The fenced in 5′ by 5′ foot community garden is filled with vegetables, grasses, perennials, shrubs, and a tree. It also features two raised vegetable beds and two raised perennial beds with zebra grass, Tiger Eye sumac, butterfly bushes, viburnum, red twig dogwood shurbs, Russian sage, and blueberry bushes.
“The plants were selected for creating a habitat for birds and butterflies and for the Little Sprouts, a garden-, nature-, and health and wellness-based program for youth ages 6-8 participating in the Center’s summer camp,” according to a press release from Groundwork Buffalo.
“I think it is a really nice garden,” Romni Randle, an 8-year-old Little Sprout said. “I like the vegetables that were planted and the butterflies that come into the garden.”
While constructing the garden, the Green Team learned lessons in landscape design, horticulture, grounds maintenance, team building, and project management.
“It was a hard task to overcome. It required us to work hard, give lots of effort, have lots of patience and a lot of strength. We kept going until it was done,” Michelle Rodgers a Green Team member said. “It was a great accomplish. It (the garden) was something I didn’t think I could do. It makes me very proud.”
With this project completed, the Green Team is now transforming Friends to the Elderly’s back lot area at 118 Utica St. into a cleaner, greener, and healthier space for the seniors.

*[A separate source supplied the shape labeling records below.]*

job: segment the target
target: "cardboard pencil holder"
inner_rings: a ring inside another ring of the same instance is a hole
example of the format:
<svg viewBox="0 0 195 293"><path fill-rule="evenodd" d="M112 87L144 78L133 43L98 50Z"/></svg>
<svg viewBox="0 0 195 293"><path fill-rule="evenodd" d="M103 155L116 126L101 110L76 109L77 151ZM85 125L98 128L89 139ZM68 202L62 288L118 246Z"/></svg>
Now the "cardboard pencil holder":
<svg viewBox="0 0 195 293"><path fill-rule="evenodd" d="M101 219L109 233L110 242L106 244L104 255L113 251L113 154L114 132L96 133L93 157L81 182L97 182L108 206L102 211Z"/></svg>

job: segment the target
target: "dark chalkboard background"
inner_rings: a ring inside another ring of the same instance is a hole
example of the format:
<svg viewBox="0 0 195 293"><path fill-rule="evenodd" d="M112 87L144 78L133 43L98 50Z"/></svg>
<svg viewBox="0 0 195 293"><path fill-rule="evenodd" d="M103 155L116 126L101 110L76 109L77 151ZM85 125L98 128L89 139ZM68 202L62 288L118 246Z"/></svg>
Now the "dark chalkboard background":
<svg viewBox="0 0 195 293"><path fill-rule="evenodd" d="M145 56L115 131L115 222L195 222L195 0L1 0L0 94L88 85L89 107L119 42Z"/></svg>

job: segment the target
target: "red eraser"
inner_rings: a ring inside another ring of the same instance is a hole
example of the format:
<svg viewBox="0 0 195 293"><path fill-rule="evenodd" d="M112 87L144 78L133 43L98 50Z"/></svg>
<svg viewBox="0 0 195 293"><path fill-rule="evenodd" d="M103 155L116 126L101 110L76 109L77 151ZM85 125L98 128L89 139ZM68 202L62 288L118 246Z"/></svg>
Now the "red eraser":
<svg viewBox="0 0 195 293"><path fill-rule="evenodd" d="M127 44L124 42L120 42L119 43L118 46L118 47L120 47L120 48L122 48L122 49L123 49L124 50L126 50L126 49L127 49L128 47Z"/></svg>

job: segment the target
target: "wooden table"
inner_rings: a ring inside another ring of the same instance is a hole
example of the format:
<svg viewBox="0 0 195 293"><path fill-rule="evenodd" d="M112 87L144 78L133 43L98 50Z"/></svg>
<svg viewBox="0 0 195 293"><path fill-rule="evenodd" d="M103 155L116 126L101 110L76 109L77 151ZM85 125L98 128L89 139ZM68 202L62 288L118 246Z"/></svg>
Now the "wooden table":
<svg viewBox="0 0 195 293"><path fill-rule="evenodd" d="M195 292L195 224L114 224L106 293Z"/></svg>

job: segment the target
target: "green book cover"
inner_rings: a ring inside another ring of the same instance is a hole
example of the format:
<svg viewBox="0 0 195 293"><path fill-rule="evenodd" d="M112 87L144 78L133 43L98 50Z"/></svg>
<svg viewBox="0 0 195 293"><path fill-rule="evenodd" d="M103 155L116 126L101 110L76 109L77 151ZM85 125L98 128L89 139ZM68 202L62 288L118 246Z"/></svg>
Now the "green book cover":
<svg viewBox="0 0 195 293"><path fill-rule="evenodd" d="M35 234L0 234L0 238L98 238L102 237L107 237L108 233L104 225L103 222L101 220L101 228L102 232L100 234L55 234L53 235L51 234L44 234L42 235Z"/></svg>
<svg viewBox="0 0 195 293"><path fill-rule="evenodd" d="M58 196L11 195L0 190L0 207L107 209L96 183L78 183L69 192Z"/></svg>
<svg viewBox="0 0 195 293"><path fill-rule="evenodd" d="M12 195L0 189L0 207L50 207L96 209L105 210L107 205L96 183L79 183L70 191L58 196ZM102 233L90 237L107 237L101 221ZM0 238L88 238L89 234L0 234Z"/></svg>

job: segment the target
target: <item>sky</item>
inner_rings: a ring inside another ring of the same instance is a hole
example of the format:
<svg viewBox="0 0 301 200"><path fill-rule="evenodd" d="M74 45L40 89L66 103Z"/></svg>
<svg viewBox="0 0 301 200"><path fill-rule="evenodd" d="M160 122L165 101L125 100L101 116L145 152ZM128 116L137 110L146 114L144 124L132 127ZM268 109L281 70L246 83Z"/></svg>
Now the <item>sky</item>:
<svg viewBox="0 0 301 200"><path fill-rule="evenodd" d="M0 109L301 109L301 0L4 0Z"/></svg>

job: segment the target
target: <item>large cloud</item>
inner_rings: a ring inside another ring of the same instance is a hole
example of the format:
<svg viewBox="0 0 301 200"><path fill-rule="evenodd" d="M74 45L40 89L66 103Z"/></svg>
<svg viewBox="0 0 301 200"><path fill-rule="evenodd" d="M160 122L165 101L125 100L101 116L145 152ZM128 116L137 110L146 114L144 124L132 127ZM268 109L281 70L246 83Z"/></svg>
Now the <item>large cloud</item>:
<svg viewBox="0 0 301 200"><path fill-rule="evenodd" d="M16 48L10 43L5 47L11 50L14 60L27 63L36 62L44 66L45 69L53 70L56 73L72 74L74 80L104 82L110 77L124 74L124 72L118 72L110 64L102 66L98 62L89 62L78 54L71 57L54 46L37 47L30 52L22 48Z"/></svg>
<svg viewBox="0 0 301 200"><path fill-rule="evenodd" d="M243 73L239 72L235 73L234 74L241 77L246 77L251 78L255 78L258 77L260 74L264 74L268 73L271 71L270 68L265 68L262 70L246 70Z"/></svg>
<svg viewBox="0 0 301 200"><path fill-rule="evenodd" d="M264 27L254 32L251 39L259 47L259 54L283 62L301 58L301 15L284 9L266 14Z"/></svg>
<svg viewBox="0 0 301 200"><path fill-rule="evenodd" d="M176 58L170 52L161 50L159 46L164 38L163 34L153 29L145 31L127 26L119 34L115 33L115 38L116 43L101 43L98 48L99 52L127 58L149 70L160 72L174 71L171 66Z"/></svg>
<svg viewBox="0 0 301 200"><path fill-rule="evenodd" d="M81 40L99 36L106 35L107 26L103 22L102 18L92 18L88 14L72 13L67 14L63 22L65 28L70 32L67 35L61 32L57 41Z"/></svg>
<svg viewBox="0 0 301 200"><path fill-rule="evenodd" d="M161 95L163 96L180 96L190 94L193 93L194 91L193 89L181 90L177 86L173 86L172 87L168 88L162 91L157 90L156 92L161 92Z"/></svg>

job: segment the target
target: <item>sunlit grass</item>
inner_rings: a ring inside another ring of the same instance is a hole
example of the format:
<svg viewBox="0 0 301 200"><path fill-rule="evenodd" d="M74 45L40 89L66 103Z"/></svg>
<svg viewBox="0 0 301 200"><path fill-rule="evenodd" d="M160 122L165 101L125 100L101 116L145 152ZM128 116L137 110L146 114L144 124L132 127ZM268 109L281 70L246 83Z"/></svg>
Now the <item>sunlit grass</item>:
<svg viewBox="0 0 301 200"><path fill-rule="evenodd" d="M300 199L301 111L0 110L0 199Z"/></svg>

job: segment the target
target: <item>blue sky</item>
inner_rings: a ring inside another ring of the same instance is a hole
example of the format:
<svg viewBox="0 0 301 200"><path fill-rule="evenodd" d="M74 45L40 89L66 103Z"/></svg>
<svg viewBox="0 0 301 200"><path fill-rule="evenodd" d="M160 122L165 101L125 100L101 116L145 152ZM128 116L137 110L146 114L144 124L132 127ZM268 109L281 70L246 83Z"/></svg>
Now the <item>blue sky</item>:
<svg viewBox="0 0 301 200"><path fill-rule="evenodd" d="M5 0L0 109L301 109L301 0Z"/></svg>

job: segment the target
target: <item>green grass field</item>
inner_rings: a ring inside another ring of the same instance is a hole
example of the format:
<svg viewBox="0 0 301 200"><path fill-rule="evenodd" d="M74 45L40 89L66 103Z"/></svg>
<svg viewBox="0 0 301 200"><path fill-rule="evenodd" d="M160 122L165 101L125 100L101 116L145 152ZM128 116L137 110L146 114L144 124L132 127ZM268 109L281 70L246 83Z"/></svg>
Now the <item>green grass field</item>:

Groundwork USA, is a group of not-for-profit, environmental businesses called Groundwork Trusts working with communities in conjunction with the National Parks Service and the Environmental Protection Agency to improve their environment, economy and quality of life through local action by getting people, business, government and other organizations involved in practical projects.